Task 7 How to Build a Custom Brush

Photoshop 7 makes tremendous improvements to its painting and custom brush capabilities. Photoshop 7 provides the capability to create custom brushes that feature advanced texture and color control, random stroke variation, pressure sensitivity controls, and much more. These options are controlled through the Brushes palette. In the Brushes palette, brush presets are displayed on the right, above the Master Diameter slider. The full list of settings options appears on the left.

  1. Create a New Scratchpad File

    Select File, New to create a new file. Set the background to white and set the parameters as desired in the dialog box that appears. You will use this file to test the results as you build your custom brush.

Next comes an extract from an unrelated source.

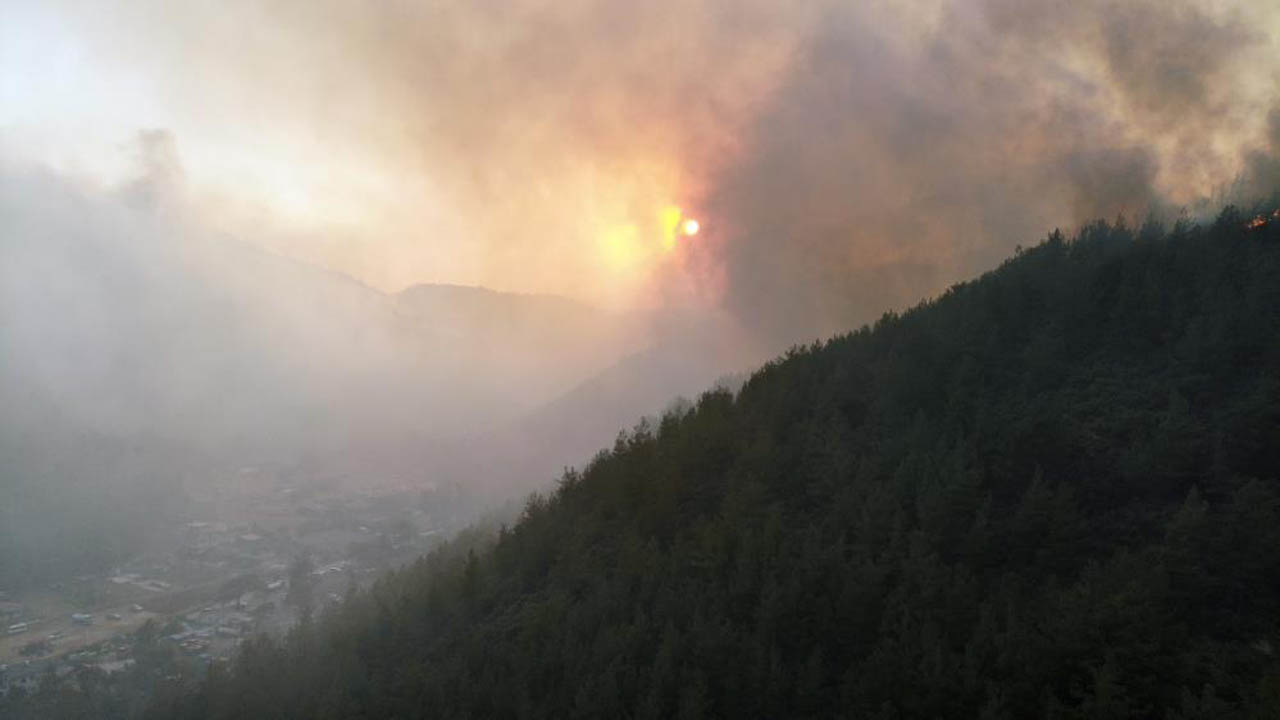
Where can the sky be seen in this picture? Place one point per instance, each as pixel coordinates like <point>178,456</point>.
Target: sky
<point>841,158</point>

  2. Open the Brushes Palette

    By default, Photoshop places the Brushes palette in the palette well. Click the Brushes tab to open the palette, or select Window, Brushes.


  3. Set the Brush Shape

    Select the Brush Tip Shape option in the left column to load the brush shape options. Adjust the Diameter slider to specify the overall brush size in pixels. Specify Angle, Roundness, and Hardness settings as desired, evaluating the results in the preview field at the bottom of the palette. You can also set brush angle and roundness by dragging components of the crosshairs icon. Click and drag the black dots to set the roundness; click and drag the arrowhead to set the angle. Paint in the sample file to fine-tune your results.


  4. Set Shape Dynamics

    Back in the Brushes palette, choose Shape Dynamics from the list on the left to load the shape dynamics options. Shape dynamics provide control over variations within brushstrokes, which are referred to as jitter. You can set Size, Angle, and Roundness variations using the associated sliders. The Control menu below each slider allows you to set the method for controlling the variation, such as a tablet or stroke fade. You can also specify the brush's minimum diameter and roundness percentage. Paint in the sample file to fine-tune your results.


  5. Set Scatter

    Select the Scattering option in the Brushes palette to load the scatter options. Scatter refers to the way the brush stroke spreads out from the line drawn by the mouse or pen. By default, the main Scatter slider sets a vertical percentage variation; enable the Both Axis check box to set both vertical and horizontal variation. The Count slider controls the density or flow of the marks, and the Count Jitter slider controls variations within the flow. Use the Control menus below the sliders to set the controlling method. Paint in the sample file to fine-tune your results.


  6. Set Texture Capabilities

    Select the Texture option in the Brushes palette to load the texture options. Click the swatch to select a texture from the Pattern Picker that opens. You can also set the size, blending mode, depth, and depth variation. Paint in the sample file to fine-tune your results.


  7. Set Dual Brush Capabilities

    Select the Dual Brush option in the Brushes palette to create a brush with multiple brush tips in the same stroke. First set the mode and brush shape for the second brush tip using the Blend Mode menu and the Shapes Preset palette. Then modify diameter, spacing, scatter, and count to complete the effect. Remember that these settings affect only the second brush tip shape. Photoshop combines these options with the current settings for the first brush. Paint in the sample file to fine-tune your results.


  8. Set Color Dynamics

    Select the Color Dynamics option in the Brushes palette to control color variation within the brush stroke. Settings allow you to blend the foreground and background colors within the stroke and to set variation in hue, saturation, brightness, and color purity. Paint in the sample file to fine-tune your results.


  9. Set Other Dynamics

    Select the Other Dynamics option in the Brushes palette to control the opacity and flow of the brush stroke. Adjust the sliders as needed, and paint in the sample file to fine-tune your results.


  10. Set Paint Characteristics

    The paint characteristics check boxes at the bottom of the list of options on the left side of the Brushes palette allow you to enable or disable Noise, Wet Edges, Airbrush, Smoothing, and Protect Texture features.


  11. Use the Brush

    Close the Brushes palette and use the customized brush in your work. If you want to save the custom brush for later use, you can save the custom brush as a tool preset.

How-To Hints

Setting Up for Pressure-Sensitive Drawing Tablets

Remember to set the associated Control menus to Pen Pressure, Tilt, or Thumbwheel if you're using an input device that supports these features.

Using Custom Brushes with Tool Presets

Remember to save specific settings as a brush preset (refer to Part 2, Task 6, "How to Create Custom Tool Presets"). Also, keep in mind that certain brush settings and options may vary depending on the paint tool that is currently selected.